And it isn't just Segways, magazine ads and rebates that Microsoft is dangling in front of Salesforce customers. The software behemoth has also tried to stop Salesforce through litigation, Benioff said.
In May, Microsoft filed a patent infringement lawsuit against Salesforce in the U.S. District Court for the Western District of Washington charging that Salesforce's on-demand CRM application infringed on nine Microsoft patents.
Roughly a month later, Salesforce fired back with a countersuit in the U.S. District Court of Delaware charging that Microsoft products like SharePoint and the .Net platform violate Salesforce patents.
Salesforce and Microsoft settled the dueling patent infringement lawsuits in August. The settlement grants each company coverage under the other's patent portfolio for products and services.
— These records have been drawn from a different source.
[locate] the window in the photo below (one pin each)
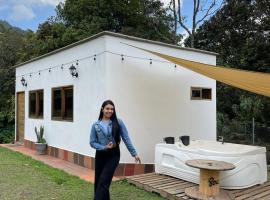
(36, 104)
(62, 103)
(198, 93)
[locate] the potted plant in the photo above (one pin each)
(41, 142)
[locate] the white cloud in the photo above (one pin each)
(21, 13)
(21, 10)
(167, 2)
(3, 7)
(41, 2)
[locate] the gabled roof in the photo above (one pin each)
(251, 81)
(119, 35)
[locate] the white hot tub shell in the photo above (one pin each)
(250, 162)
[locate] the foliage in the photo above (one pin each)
(240, 33)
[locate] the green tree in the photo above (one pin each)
(10, 42)
(240, 33)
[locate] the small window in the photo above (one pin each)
(36, 104)
(62, 103)
(198, 93)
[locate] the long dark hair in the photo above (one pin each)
(115, 125)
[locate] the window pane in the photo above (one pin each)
(68, 103)
(40, 93)
(57, 103)
(32, 104)
(196, 93)
(206, 93)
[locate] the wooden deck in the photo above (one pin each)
(174, 188)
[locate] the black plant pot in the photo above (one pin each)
(169, 140)
(184, 139)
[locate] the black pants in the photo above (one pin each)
(105, 165)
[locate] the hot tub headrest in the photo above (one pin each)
(185, 139)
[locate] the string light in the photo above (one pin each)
(95, 58)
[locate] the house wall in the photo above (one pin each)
(88, 92)
(154, 100)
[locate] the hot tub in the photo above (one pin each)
(250, 162)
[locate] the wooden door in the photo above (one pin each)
(20, 116)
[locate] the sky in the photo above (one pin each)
(28, 14)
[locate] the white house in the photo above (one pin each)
(153, 97)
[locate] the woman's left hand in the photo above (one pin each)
(137, 159)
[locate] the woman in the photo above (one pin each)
(105, 138)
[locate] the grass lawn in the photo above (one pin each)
(21, 177)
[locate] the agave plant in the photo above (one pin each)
(40, 134)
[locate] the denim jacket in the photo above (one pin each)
(99, 139)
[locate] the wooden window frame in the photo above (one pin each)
(62, 89)
(201, 91)
(36, 115)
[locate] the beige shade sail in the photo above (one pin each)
(256, 82)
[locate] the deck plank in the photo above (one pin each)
(174, 189)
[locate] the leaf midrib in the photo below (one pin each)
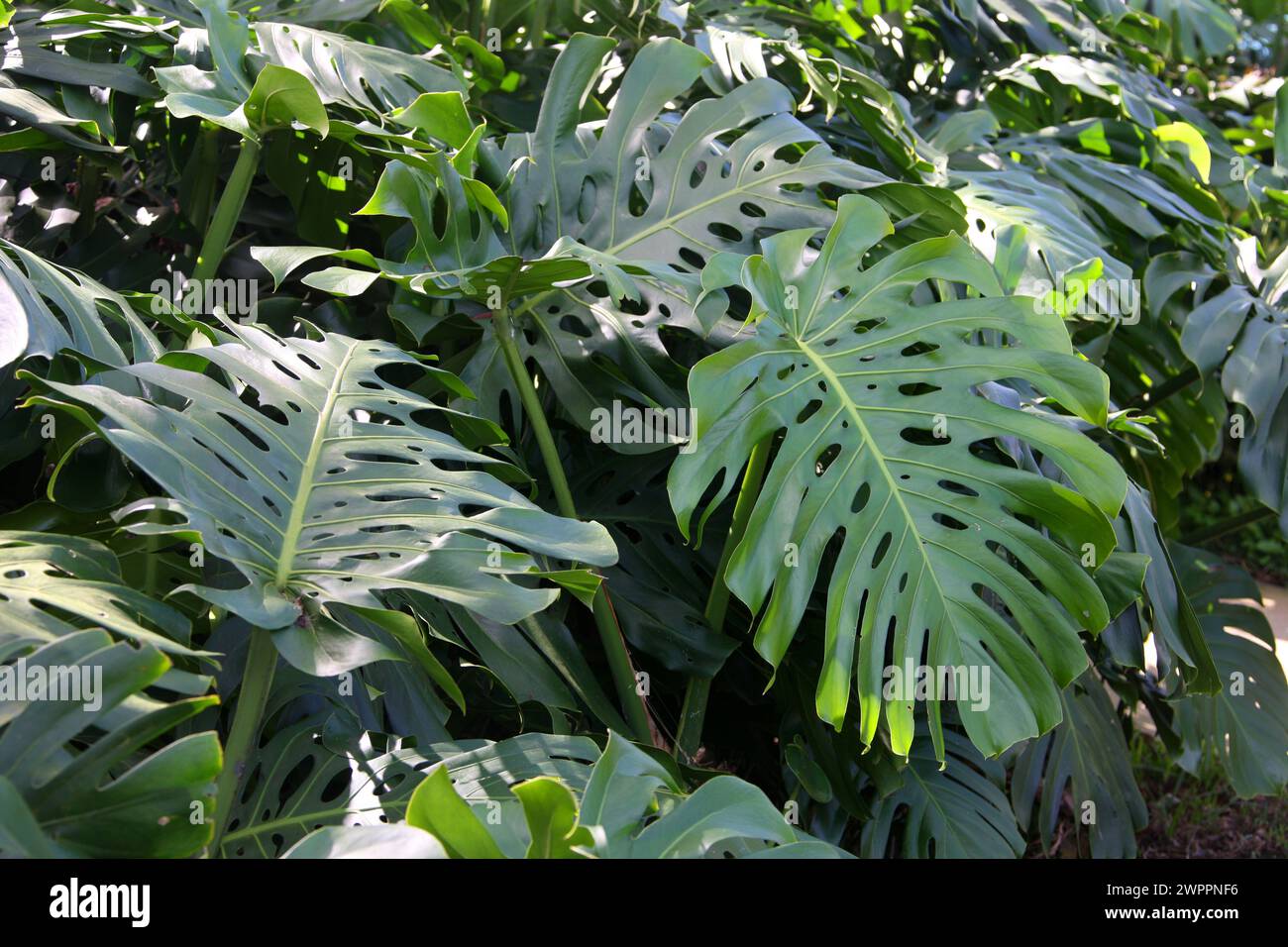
(879, 457)
(304, 488)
But as a coup de grace in the cloud CRM kerfuffle with Microsoft, Benioff on Wednesday brought "Bernard" to the Dreamforce stage; Bernard is the man featured in the Microsoft "I Didn't Get Forced" ad campaign (or an impressive look-alike). Bernard, who in the ad portrays a customer that left Salesforce in favor of Microsoft Dynamics CRM Online, came to the stage with the same aggravated, arms crossed pose he struck in the Microsoft ads. Benioff apologized to Bernard for Salesforce letting him down. The CEO said he was sorry that Salesforce caused him to leave in favor of its cloud CRM rival.
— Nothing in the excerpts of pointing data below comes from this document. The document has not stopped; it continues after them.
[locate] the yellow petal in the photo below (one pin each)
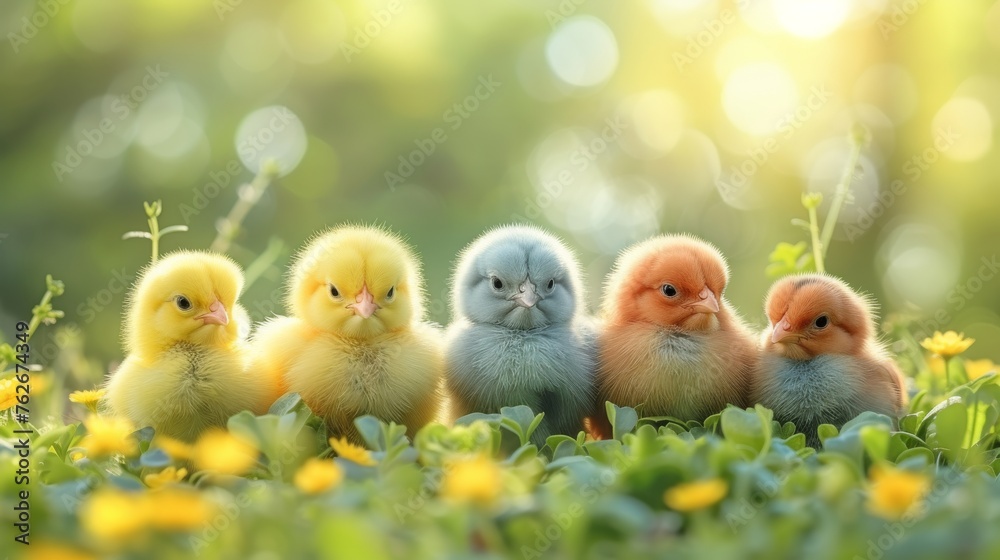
(693, 496)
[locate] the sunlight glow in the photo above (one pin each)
(757, 96)
(811, 19)
(582, 51)
(971, 124)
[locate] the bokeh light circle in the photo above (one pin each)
(756, 97)
(273, 132)
(811, 19)
(582, 51)
(967, 124)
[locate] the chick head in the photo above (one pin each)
(187, 296)
(519, 277)
(813, 314)
(669, 280)
(358, 282)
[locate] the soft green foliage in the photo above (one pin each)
(791, 259)
(153, 211)
(573, 498)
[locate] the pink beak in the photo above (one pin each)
(708, 304)
(365, 303)
(782, 330)
(216, 314)
(527, 297)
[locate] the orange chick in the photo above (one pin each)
(670, 343)
(821, 362)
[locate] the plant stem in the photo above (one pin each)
(154, 232)
(36, 319)
(840, 196)
(248, 196)
(819, 248)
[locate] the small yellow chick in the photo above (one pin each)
(356, 342)
(185, 338)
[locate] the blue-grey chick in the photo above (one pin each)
(520, 334)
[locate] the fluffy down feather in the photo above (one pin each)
(519, 334)
(822, 363)
(185, 338)
(670, 343)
"We don't want you to go back to software," Benioff implored of Bernard. "We were there too. We know what it's like. The constant updates and upgrades … We don't want you to go back to the evil empire."
After a short bit of prodding, Bernard lamented, saying he would stick with Salesforce for cloud CRM. The pair high-fived before Barnard left the stage.
"When you're fighting with Microsoft, you've got to do everything you can," Benioff said.